Statistical analysis
Statistical analyses were performed using STATView (version 5.0.1; Statview Software, Cary, NC). Body weight, food and water intake were analyzed using a two-way, repeated-measures ANOVA in which difference from presurgical weight or food or water intake was the within-groups variable, and dose was the between-groups variable. A simple-way ANOVA was used to assess the effects of food deprivation, refeeding, and leptin treatments on BDNF protein content. A two-way ANOVA was used to assess the effects of CCK treatment on BDNF protein content and the effects of repetitive leptin treatment on cumulative body weight gain. In all cases, when a significant main effect was present, Fischer test was used for post hoc analyses. All data are expressed as mean ± SEM.
Results
Exogenous BDNF infusion in the DVC
Data for 14 rats with verified infusion site in the DVC (see Fig. 1) and pump functioning are included in these analyses. Data from three rats were excluded based on cannula localization outside the DVC (n = 2) or a disconnected pump (n = 1).
Body weight
Control rats infused with aCSF showed a linear growth (4.87 g/d, R2 = 0.998) throughout the infusion period. Intraparenchymal infusion of BDNF in the DVC reduced the cumulative weight gain in a dose- (F2 = 12.89; P = 0.0013) and time- (F13 = 30.81; P < 0.0001) dependent manner, as shown in Fig. 2A. There was a significant interaction between dose and time (F26 = 3.99; P < 0.0001). At the highest BDNF dose tested, body weight first decreased gradually, reaching its minimum 5 d after the beginning of the infusion period and then increased linearly at a rate remaining lower than that of control rats (2.49 g/d, R2 = 0.9598). At a dose of 0.1 μg/d, BDNF induced a reduction of growth rate until the fourth postimplant day, followed by a linear growth comparable with that of control rats (4.63 g/d, R2 = 0.9977). Simple-effects analysis of the interaction between time and dose revealed that infusion of BDNF significantly decreased cumulative body weight gain, compared with controls, from the second postimplant day to the end of the infusion period at a dose of 1 μg/d and from the fifth postimplant day to the end of the infusion period at a dose of 0.1 μg/d.
Food and water intakes
Control rats infused with aCSF showed a relatively constant food intake over the infusion period (24.41 ± 0.71 g/d). Intraparenchymal infusion of BDNF in the DVC reduced the daily food intake in a dose- (F2 = 19.51; P = 0.0002) and time- (F13 = 2.71; P < 0.0001) dependent manner, as can be seen in Fig. 2B. There was also a significant interaction between time and dose (F26 = 2.52; P = 0.0005). Simple-effects analysis of this interaction revealed a significant anorexigenic effect of BDNF, compared with control, from the first postimplant measurement of food intake, to the eighth day of infusion for the 0.1 μg/d dose and until the end of the infusion period for the 1 μg/d dose. The anorexigenic effect of BDNF was highest on the first measurement day (second postimplant day) (daily food intake reduced by –54.7% for BDNF 0.1 μg/d and –67.4% for BDNF 1 μg/d) and decreased gradually over time.

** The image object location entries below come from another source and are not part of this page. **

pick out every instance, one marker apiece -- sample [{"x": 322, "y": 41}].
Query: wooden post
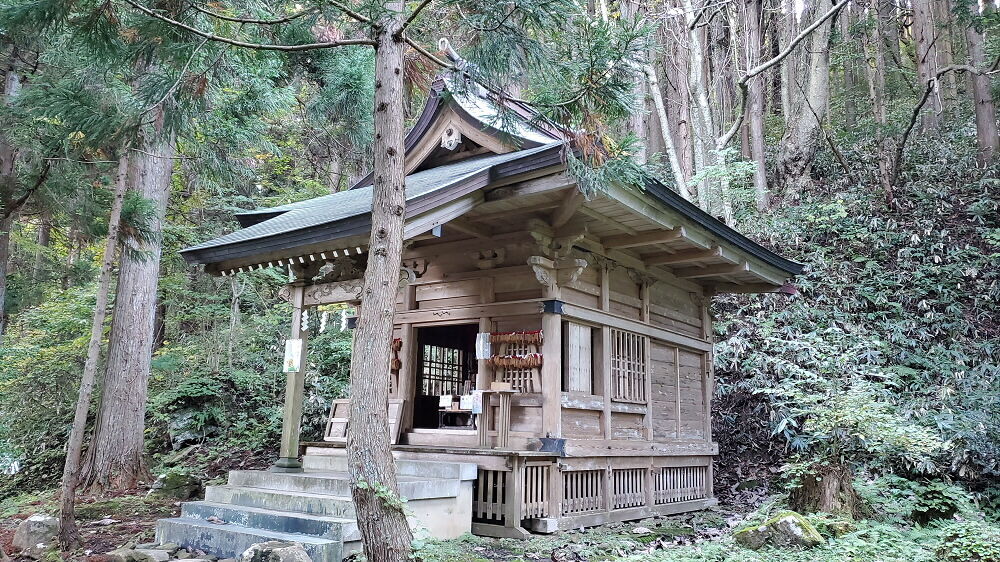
[
  {"x": 605, "y": 351},
  {"x": 514, "y": 492},
  {"x": 552, "y": 375},
  {"x": 291, "y": 422}
]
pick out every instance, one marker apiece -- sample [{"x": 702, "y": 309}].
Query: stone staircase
[{"x": 314, "y": 508}]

Control rats infused with aCSF showed a relatively constant water intake over the infusion period (29.22 ± 0.48 g/d). Although the mean daily water intake of BDNF-treated rats appeared lower than that of controls (23.26 ± 3.24 g/d for the 1 μg/d BDNF dose; 21.07 ± 3.12 g/d for the 0.1 μg/d BDNF dose), the repeated-measures ANOVA analysis did not show any significant effect of treatment on water intake.
The above results show that intraparenchymal infusion of exogenous BDNF in the DVC induced anorexia and weight loss in rats, suggesting that this neurotrophin acts as an anorexigenic signaling factor within the DVC.
Regulation of endogenous BDNF protein content
To further evaluate the implication of BDNF in the regulation of food intake within the DVC, we next asked whether its endogenous protein content could be modulated by nutritional status and peripheral injections of leptin or CCK-8S.
Endogenous BDNF protein content in DVC and hypothalamus were first measured by Western blotting. Immunorevelation of BDNF produced a single band corresponding to an apparent molecular mass of 27 kDa, i.e. twice the size of monomeric mature BDNF (13.5 kDa), and well below the apparent molecular mass of pro-BDNF (35 kDa). We next used a commercially available sandwich ELISA kit for quantifying BDNF unambiguously (BDNF Emax Immunoassay System, Promega). These two quantification methods gave similar results in terms of relative changes in BDNF protein content both after a 48-h fasting, and after leptin or CCK-8S treatment. Results presented in Figs. 3–5 were obtained by ELISA. Results obtained by Western blotting are shown in Fig. 6 and Table 1 for comparison.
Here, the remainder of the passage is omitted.